The Q&A Archives: Pansy Wilt

Question: Some of my pansies are wilting and several days later they are dead, or close to dead. I consulted an old copy [c. 1978] of Reader's Digest Illustrated Guide to Gardening under "Plant Disorders" and found the following: "Pansy Wilt: Symptons & Signs - Wilted plants w/rotted crowns. Plants can be lifted easily. Treatment - Don't grow Viola species in same position every year (this is 3rd yr I've grown them in same area). If trouble appears, use quintozene or terrazole in planting holes (too late) and repeat weekly if trouble appears." I've called local nurseries--they've never heard of these products. What product currently available can I use? I've never had a problem growing pansies before and I really want to save them if I can, but each day I check them, several more are in the process of wilting/dying. There is no mold or blight on them, nor is anything eating them, so: A) do you think it IS pansy wilt? B) how do I treat it? or C) what else can you suggest? I appreciate any help you can give!

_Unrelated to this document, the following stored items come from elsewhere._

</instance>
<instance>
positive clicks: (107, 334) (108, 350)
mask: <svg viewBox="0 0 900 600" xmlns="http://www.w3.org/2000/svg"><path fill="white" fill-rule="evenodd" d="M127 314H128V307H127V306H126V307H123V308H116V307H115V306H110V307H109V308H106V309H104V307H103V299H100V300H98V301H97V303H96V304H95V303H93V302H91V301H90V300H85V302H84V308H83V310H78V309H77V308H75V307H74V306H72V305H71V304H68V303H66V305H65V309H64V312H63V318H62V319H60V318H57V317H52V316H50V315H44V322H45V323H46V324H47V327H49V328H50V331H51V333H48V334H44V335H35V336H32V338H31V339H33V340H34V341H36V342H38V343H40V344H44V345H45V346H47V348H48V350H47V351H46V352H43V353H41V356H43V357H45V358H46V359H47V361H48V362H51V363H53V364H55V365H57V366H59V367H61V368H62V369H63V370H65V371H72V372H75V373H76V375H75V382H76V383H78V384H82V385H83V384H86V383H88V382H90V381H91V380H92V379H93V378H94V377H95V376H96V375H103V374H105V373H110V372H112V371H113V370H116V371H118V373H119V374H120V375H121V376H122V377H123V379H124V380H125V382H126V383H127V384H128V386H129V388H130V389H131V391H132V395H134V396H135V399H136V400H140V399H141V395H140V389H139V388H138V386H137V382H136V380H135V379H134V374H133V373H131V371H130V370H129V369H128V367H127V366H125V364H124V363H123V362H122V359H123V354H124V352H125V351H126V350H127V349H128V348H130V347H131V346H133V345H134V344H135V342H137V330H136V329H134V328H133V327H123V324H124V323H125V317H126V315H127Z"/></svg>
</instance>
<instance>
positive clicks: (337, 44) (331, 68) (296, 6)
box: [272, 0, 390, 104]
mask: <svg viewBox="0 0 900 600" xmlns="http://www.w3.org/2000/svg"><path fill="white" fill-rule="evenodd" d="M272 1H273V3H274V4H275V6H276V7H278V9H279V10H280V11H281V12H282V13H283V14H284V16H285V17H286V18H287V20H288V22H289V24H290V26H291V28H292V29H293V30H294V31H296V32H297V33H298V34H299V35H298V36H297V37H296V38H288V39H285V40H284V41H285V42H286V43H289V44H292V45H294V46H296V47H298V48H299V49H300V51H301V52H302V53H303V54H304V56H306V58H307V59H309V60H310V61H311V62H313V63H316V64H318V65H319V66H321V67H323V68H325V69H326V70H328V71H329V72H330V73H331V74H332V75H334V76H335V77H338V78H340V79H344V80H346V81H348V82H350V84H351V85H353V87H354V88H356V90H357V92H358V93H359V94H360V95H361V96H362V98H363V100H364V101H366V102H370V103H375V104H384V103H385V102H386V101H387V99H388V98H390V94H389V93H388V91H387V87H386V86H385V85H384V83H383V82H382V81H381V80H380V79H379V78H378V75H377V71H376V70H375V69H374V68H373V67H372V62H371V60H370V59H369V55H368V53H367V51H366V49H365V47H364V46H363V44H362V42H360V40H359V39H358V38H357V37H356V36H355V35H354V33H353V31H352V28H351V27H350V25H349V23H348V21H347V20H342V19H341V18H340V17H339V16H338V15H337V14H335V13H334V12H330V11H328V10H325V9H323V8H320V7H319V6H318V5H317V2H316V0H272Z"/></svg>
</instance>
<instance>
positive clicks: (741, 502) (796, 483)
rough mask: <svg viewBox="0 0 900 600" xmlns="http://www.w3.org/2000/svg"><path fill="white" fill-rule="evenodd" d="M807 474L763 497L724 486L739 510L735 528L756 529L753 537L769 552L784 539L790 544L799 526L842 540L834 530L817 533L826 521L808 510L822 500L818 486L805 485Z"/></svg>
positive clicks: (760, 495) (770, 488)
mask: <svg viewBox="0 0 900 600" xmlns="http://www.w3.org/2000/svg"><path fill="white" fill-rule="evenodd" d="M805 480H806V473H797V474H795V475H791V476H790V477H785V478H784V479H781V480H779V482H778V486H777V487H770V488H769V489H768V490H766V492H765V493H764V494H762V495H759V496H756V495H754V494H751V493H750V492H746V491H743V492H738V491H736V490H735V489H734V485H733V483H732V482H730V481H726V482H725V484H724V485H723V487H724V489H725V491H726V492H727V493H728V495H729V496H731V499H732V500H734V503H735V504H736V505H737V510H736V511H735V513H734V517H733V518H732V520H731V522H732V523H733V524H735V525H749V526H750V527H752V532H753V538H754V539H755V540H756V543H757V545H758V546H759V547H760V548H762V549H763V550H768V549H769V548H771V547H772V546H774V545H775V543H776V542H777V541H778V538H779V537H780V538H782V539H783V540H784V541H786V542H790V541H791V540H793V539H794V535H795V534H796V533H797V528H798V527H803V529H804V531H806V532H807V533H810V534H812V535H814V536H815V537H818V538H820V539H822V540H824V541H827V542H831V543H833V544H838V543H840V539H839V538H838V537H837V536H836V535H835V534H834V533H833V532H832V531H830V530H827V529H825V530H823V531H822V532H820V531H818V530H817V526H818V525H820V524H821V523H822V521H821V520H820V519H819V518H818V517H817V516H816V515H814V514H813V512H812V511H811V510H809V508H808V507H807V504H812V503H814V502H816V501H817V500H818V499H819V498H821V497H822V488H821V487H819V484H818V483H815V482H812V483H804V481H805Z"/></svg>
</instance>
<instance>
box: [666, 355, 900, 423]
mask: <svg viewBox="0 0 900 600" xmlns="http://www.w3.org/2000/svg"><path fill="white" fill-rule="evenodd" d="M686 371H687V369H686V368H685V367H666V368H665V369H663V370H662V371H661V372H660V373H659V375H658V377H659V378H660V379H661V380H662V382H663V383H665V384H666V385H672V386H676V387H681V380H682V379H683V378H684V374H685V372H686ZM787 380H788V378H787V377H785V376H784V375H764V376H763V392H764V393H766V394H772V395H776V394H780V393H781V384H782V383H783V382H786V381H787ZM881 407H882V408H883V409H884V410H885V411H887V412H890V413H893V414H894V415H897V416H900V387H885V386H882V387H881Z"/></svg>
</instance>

Answer: I have not heard of these products, but it's very possible that they are no longer approved. Many older pest control chemicals are being prohibited as new, less toxic, more effective ones become available.

It does sound like pansy wilt, caused by several different fungi. Since these fungi can remain in the soil, it's best not to replant pansies in that area for a few years. You might consider planting them in containers, in purchased potting soil, instead. Or you can try amending the soil heavily with compost -- compost contains many microorganisms that can minimize problems with disease. (Occasionally drenching the soil with "compost tea" may also help.)

I love pansies, and I know how disappointed you must be. I hope this helps!